Wherever in the world you live, it is a reality that our finances are something we are always concerned about, except of course for the people who are in the upper echelons of our society. Money comes, money goes. And in Chinese we have a saying that when translated, goes “Money cannot do 10,000 things, but without money, one can’t do 10,000 things”. How true is that, right?
I’m not a financial advisor; in fact far from it. And this is a fitness blog, not a finance blog. Personally, I live by certain principles that help me build my nest egg. Budget wisely, have a savings plan with the long-term future in mind, be prudent with purchases, have more than one stream of passive income, actively find ways to reduce expenses, have long-term investments, make my money work for me, don’t chase the dollar, but let it do the chasing etc.

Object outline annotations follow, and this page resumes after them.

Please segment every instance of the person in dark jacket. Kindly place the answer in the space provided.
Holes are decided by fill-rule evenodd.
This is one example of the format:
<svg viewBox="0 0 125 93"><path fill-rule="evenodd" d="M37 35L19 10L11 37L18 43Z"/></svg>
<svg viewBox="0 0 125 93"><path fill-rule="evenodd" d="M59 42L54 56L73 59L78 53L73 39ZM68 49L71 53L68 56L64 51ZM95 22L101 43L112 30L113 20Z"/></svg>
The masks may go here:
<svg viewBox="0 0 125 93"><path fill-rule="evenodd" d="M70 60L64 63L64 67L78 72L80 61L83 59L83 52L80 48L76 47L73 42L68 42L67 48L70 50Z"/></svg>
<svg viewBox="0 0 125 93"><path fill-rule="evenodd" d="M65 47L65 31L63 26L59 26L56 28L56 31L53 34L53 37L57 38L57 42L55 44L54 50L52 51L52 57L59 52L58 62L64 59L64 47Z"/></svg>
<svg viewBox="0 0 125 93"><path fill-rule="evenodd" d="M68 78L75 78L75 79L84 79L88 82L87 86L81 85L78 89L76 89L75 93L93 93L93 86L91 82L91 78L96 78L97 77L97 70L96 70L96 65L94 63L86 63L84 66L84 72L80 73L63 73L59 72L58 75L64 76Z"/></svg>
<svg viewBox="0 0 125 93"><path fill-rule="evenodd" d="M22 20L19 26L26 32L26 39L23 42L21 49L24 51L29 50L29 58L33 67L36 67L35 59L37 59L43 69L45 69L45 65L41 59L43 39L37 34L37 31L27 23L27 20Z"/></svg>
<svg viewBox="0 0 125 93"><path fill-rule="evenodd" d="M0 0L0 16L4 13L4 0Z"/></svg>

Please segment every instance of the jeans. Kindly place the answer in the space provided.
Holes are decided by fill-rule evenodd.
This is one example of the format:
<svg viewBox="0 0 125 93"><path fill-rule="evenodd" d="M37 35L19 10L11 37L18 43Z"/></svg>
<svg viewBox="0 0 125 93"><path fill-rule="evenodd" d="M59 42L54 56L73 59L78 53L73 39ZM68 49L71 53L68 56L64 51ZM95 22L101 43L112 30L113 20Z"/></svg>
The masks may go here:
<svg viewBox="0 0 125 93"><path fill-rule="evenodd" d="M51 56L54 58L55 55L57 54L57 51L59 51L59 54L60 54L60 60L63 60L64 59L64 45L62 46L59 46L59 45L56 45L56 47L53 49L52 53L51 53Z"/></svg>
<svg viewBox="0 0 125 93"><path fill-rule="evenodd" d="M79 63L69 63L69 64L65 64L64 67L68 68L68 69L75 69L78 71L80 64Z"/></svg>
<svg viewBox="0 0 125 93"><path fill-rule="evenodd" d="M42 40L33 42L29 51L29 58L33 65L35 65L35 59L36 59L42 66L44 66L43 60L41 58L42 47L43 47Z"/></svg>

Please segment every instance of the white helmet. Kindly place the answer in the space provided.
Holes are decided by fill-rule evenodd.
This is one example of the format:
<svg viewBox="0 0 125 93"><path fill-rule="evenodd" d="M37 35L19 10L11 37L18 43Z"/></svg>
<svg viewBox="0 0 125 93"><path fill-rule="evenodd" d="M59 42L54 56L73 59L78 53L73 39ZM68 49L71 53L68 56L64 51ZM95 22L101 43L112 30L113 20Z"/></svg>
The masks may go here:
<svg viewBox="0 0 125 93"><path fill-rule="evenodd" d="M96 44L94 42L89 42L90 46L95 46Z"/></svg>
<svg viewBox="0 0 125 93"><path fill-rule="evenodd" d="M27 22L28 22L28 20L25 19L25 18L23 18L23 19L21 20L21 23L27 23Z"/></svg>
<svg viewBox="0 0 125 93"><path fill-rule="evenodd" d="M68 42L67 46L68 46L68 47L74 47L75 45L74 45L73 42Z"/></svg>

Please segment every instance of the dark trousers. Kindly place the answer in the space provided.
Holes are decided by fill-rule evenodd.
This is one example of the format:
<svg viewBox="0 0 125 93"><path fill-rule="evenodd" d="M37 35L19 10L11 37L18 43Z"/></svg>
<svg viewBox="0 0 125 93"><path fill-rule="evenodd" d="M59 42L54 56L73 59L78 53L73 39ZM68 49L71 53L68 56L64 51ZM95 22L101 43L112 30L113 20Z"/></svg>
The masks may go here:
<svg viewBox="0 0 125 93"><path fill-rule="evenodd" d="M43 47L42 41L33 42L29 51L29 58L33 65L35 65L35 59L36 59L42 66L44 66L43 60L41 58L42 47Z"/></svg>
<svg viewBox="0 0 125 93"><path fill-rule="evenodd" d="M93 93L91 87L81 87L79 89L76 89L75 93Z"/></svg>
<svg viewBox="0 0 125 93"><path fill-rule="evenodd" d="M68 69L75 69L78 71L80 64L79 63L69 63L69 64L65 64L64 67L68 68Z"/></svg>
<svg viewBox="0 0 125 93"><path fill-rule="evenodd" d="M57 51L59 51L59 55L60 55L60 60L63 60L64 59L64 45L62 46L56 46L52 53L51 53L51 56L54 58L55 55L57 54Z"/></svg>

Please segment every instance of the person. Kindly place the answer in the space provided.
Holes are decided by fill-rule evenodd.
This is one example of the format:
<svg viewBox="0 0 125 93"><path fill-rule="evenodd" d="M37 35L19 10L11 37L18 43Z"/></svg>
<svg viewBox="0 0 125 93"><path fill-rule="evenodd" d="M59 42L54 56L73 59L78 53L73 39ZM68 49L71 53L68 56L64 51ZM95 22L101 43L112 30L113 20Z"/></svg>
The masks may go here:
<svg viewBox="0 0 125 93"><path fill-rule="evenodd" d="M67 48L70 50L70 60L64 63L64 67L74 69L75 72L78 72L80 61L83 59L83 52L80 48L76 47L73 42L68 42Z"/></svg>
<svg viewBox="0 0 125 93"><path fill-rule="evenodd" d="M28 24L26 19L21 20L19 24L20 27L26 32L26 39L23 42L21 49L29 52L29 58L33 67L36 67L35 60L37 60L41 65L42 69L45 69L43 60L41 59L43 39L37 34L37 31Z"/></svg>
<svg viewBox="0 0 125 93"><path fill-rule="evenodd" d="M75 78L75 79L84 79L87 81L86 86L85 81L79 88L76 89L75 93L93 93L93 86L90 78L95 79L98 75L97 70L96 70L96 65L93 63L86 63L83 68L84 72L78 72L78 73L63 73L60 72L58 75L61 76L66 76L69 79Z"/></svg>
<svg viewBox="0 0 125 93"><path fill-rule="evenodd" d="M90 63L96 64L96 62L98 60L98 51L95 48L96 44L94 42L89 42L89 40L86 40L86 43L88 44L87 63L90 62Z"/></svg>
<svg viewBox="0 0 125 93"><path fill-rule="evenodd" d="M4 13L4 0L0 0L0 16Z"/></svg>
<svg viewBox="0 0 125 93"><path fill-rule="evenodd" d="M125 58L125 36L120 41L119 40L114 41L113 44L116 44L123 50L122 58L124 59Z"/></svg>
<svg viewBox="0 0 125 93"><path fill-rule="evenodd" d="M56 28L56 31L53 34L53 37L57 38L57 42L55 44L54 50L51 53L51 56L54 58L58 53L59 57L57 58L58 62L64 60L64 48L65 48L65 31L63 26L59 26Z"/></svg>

But anyways, no matter who you are, there are some small things that can help pretty much anyone save money. Know that it will not save you a lot, but a little bit of saving can and does accumulate. If you rationalise it in your mind, saving on a four-dollar coffee each working day would save twenty a week, over eighty a month, and a thousand a year. For an Australian, that’s a trip to Bali all-inclusive and a few extra treats too! So here are a few tips that can help you save a little:
One: Prepare Your Own Breakfast
This obviously does not apply to people who skip breakfast. But for the rest of us who will succeed at weight loss by including breakfast (ooh, shots fired!), do you really have to buy it from a commercial outlet? It might take a little bit more effort, but preparing your own will save you money and allow you to customise it to your liking. Furthermore, you will have control over what goes in, so you can ensure you do not overload on the sugar. Quit making excuses – prepare at least part of your breakfast the night before.
Two: Grow Your Own Food
Just like the first tip, this one can help you save money when it comes to eating. If you live in a country where you have the luxury of being able to grow some food, why not try it? If anything, it would be a nice test of patience and a new life skill acquired. You obviously can’t do it for every food item, but something is better than nothing. And when you invite friends over and cook them dinner, you can proudly declare that some of the ingredients are home-grown.
Three: Drink Water As Often As You Can
You might have noticed now that I have an obsession about eating habits, even when it comes to saving money. But anyways, the first point I made about the four-dollar coffees can pretty much be applied to many other drinks. An occasional drink bought outside is alright, but is there really a need to overstock on them at work? Substitute at least some of them with water and you’ll save a little. If you can’t stand the taste of plain water, add a hint of lemon or one of them dissolvable vitamin tablets.
Four: Save Leftover Food And Be Creative
Here in the western world, we have a tendency to chuck away some of our leftover food. If you think about how much you might have done that, you would realise how much of a waste it would have been. If you only have enough for half a portion, why not just keep it and combine it with half a portion of something else? Also, have some discipline to see which foods are close to being out of date and be creative with how you can combine and consume them before they really go bad.
Five: Less Trips To The Grocers
Did you know that places such as supermarkets are specially designed to try to entice the shoppers to buy more than what they really need? There are many marketing tricks in the book for achieving that often successful outcome. What I would do instead to resist the temptation of buying unnecessary things would be to draft a shopping list and stick to it. As I would say in a Yoda voice “Discipline it takes, savings you will make”.
Six: Viva La Generique
Okay, that was my poorly worded attempt at saying you should consider buying generic brand stuff. Totally butchered that one. Even as a fully-functioning adult, quite a lot of my purchases are store brand, much to the amusement of some of my guests. Some things are probably made in the same factory line and just slapped with a different label. As for the rest, do you need to get “quality” everything? For some items, sure you do, but for others, there probably isn’t much of a difference. Do you really need that super-comfy five-ply toilet paper to wipe your bum?
There are many ways to skin a cat, so to speak. There are also many ways to save a little here and there. As long as you know that every small saving accumulates over time, you can find creative ways of cutting back on some expenses that, frankly speaking, are not necessary.